The Next Frontier of Medical AI: Airlocks and AI Monitoring - Newton's Tree

DATE

July 7, 2025

This article is based on insights from “The Next Frontier of Medical AI: Airlocks and AI Monitoring,” event hosted by Newtons Tree. It brought together leading clinicians, researchers, and policymakers discussing the challenges of AI deployment in healthcare settings.

The Great AI Adoption Paradox

There are now over 1,000 FDA-approved AI algorithms available to healthcare systems, with CE-marked approvals adding hundreds more. Yet walk into the average NHS hospital and you'll find fewer than five live AI applications actually being used for patient care.
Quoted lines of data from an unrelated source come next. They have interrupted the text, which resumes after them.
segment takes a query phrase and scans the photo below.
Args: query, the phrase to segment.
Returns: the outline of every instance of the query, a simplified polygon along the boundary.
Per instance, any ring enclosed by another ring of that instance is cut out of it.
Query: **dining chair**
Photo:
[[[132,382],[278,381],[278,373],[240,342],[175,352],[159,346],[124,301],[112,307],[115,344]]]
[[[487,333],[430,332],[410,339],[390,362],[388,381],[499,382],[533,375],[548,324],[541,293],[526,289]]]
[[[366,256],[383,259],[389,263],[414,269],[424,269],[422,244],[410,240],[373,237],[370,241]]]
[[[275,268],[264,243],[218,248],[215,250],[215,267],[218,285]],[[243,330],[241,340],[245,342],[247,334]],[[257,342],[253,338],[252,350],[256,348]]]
"AI isn't really flying off the shelves in the NHS," explains Haris Shuaib, founder of Newton's Tree and former head of the NHS's first dedicated medical AI team. "You might even call it a bit of a market failure."

The numbers support this assessment. Despite an avalanche of available AI products—more than 100 AI ambient scribe products alone compete in just one market segment—clinical adoption remains limited. Most NHS trusts are stuck in a cycle of trials, pilots, and "kicking the tires," but few are seeing consistent, business-as-usual value from AI deployments.

This isn't due to lack of demand. The problem lies deeper: in the fundamental challenges that emerge after AI systems move from controlled development environments into the messy reality of clinical practice.

The Brittleness Problem

Recent research from UCL has characterized AI as inherently "brittle"—sensitive to environmental changes in ways that can dramatically affect performance. This brittleness manifests in what experts call "hyper-local" performance variations.

"Prof David Lowe and I have had the pleasure of running a national trial involving AI technology," Haris recounts, "where we've seen firsthand deploying it at his institution versus mine led to radically different performance characteristics out of the box."

This environmental sensitivity creates a unique challenge for healthcare leaders. The traditional approach of calling a colleague at another trust to ask "how's that AI system working for you?" provides no guarantee of similar performance at your institution. What works brilliantly in Manchester may fail spectacularly in Birmingham, not due to any flaw in the technology, but because of subtle differences in equipment, workflows, patient populations, or clinical practices.

The problem compounds over time. Even if an AI system performs well initially, changes in the clinical environment can silently degrade its effectiveness. Equipment gets upgraded, clinical workflows evolve, patient demographics shift, and staff turnover brings new practices. Each change can potentially destabilize AI performance in ways that aren't immediately apparent.

The Automation Bias Trap

Perhaps more concerning than environmental drift is the phenomenon of automation bias—the tendency for humans to over-rely on automated systems, even when those systems are providing incorrect guidance.

A study from MIT demonstrates this problem vividly. Researchers showed that an AI system analyzing dermatology images could confidently classify a benign lesion as benign—but when imperceptible noise was added to create a visually identical image, the same AI would classify it as malignant with equal confidence. The critical point: dermatologists couldn't tell the difference between the two images, making them unable to serve as an effective safety check.

Real-world evidence reveals even more alarming implications. In one study examining radiologist performance when assisted by AI, researchers found that when the AI provided correct guidance, radiologists of all experience levels performed similarly—achieving about 80% accuracy and fulfilling AI's promise of standardizing care quality.

But when the AI gave incorrect guidance, experienced radiologists with an average of 15 years of practice saw their accuracy plummet to barely 40%. The very expertise that should have protected them from AI errors instead seemed to make them more vulnerable to automation bias.

"so you can begin to see how this over-reliance manifests itself in patient harm” notes Haris, highlighting how AI's promise to enhance clinical decision-making can paradoxically create new vulnerabilities.

Governance Gaps in the Real World

The current healthcare risk management framework, developed for traditional medical devices, proves inadequate for AI systems that can change behavior over time. While clinical governance has been a legal duty for NHS organizations for over 25 years, it relies on periodic audits and reactive incident reporting—approaches that miss the dynamic nature of AI performance.

"The mitigations are almost never feasible to implement," Haris observes. "Like how does an NHS organization monitor data quality for AI? We don't do it for anything else. How are we suddenly going to find budget and resources to do it for AI?"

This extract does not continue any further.